The problem of police corruption is not new and it is not confined to Victoria. If we are to deal with it, we must be prepared to learn from the past and from interstate and even overseas experience.
The 1989 Fitzgerald Inquiry into corruption in Queensland was responsible for a complete change in the culture of police and politics in the State. Lest we have to undergo our own Royal Commission here, we must be prepared to learn the lessons of the Fitzgerald Inquiry. We have a long way to go.
Three weeks before the 2006 state election the Victorian government entered into a secret written deal with the Police Association (the union for police officers) in order to secure their electoral support. Both the premier, Mr Bracks, and then police minister, Tim Holding, signed the six-page document, the existence of which did not publicly emerge until after the election.
The agreement was extraordinary. It was made without the knowledge of the Commissioner of Police - Christine Nixon at the time - and it undermined her position for negotiating an enterprise bargaining agreement with members. It directly trespassed into operational areas, such as the provision of weapons, which were her responsibility. It also committed the government to reimbursing the Police Association for legal representation costs incurred in defending members being investigated by the Office of Police Integrity.
A Commissioner of Police is entitled to expect that she will be the voice of the police speaking to government. In this case, her capacity to do so was seriously undermined.
The Fitzgerald Report emphasized that curbing police corruption required avoiding any direct link between the government and the police union, so as to enable the Commissioner to carry out the duties of properly running the police organization.
The secret deal with the Police Association was precisely the kind of arrangement the Fitzgerald Report warned against. It strengthened the hand of the Police Association, and weakened the Police Commissioner, in a way that is detrimental to the police service and to all Victorians.

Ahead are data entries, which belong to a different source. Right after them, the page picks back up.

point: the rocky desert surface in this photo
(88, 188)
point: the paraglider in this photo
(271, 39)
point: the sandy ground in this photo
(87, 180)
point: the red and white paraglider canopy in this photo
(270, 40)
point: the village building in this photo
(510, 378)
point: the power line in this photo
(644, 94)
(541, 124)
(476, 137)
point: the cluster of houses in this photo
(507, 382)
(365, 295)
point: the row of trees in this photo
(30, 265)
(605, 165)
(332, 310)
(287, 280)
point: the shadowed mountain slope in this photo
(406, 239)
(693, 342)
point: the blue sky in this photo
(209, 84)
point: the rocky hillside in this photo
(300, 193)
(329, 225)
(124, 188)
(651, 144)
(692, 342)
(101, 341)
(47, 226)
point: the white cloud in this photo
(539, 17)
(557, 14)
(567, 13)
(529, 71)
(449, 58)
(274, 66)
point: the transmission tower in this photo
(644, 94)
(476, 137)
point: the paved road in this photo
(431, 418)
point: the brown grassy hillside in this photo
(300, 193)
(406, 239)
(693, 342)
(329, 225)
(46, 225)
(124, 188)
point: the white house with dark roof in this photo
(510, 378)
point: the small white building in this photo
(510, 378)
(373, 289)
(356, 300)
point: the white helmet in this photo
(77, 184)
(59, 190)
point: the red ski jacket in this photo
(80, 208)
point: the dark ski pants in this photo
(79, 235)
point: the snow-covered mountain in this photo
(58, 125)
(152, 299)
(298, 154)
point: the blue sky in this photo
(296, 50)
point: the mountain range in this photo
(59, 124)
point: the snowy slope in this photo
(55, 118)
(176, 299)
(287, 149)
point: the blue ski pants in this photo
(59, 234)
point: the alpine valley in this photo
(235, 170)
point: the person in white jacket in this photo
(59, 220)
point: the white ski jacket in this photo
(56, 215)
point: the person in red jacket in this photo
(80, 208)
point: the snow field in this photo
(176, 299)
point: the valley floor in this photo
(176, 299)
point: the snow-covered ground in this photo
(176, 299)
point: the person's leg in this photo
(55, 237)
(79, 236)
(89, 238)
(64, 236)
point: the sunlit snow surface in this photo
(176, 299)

Another lesson from the Fitzgerald Report concerns Police Media Units. Tony Fitzgerald warned about the potential use of media by
Fitzgerald warned that government media units in general could be used:
to manipulate the information obtained by the media. Although most Government-generated publicity will unavoidably and necessarily be politically advantageous, there is no legitimate justification for taxpayers’ money to be spent on politically motivated propaganda. (report at p 142)

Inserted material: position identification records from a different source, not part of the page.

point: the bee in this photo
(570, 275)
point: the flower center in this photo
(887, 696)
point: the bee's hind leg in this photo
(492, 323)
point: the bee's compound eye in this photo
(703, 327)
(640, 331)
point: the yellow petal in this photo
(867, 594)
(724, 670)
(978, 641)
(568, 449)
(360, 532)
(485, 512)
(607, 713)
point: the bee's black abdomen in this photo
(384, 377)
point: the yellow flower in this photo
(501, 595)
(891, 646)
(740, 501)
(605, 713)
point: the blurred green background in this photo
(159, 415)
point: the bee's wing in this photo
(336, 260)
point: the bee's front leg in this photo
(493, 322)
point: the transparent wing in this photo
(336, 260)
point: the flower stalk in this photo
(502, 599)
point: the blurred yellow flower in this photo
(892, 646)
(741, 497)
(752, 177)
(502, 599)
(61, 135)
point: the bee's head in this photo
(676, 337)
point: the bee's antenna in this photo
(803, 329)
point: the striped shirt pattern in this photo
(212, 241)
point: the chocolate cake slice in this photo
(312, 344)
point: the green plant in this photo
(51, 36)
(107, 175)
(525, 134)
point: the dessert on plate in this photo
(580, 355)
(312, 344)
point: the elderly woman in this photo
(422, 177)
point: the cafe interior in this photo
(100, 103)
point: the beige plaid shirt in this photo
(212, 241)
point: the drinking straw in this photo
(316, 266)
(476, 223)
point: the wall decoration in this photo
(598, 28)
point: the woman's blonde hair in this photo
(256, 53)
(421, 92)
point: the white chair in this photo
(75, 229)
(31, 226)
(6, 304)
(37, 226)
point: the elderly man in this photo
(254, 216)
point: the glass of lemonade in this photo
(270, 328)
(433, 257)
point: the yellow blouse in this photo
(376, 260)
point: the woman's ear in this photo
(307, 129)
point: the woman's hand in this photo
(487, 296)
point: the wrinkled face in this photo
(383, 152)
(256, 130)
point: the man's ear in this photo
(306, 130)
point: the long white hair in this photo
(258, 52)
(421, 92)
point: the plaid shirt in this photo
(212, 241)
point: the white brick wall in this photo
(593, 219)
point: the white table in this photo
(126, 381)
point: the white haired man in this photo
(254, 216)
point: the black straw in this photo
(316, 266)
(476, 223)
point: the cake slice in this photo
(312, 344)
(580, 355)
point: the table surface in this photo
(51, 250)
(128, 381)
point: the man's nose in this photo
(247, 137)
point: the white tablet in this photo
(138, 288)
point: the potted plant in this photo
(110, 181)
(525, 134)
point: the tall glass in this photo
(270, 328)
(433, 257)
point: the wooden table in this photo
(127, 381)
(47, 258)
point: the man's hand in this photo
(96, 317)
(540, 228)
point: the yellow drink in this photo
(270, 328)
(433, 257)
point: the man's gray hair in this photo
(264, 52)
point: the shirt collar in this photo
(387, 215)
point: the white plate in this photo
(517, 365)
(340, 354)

If media units do not result in citizens being better informed about government and departmental activities, Fitzgerald argued that “their existence is a misuse of public funds, and likely to help misconduct to flourish” (p 142). Fitzgerald urged the introduction of guidelines to govern their activities and the establishment of an all-party parliamentary committee to scrutinise the cost and operation of ministerial media staff and units.
Currently in Victoria there is inadequate oversight of such units, in relation to the police media unit or in relation to government media units generally.
The Victoria Police has a very large media unit. It is much larger than that of the Prime Minister of Australia. Inevitably, the media unit will have access to information of great sensitivity, and it will have significant power in the dissemination of information. Independent oversight of this Police Media Unit, with clear protocols as to the appropriate limits to its conduct, and publicly available information as to its work, are essential to curb potential abuse by that body.
We ought never be complacent about police corruption – or indeed corruption in general. Where power is entrusted to people, some will abuse that power. Vigilance and independent oversight are required to ensure that we keep a system which is as beneficial as it can be.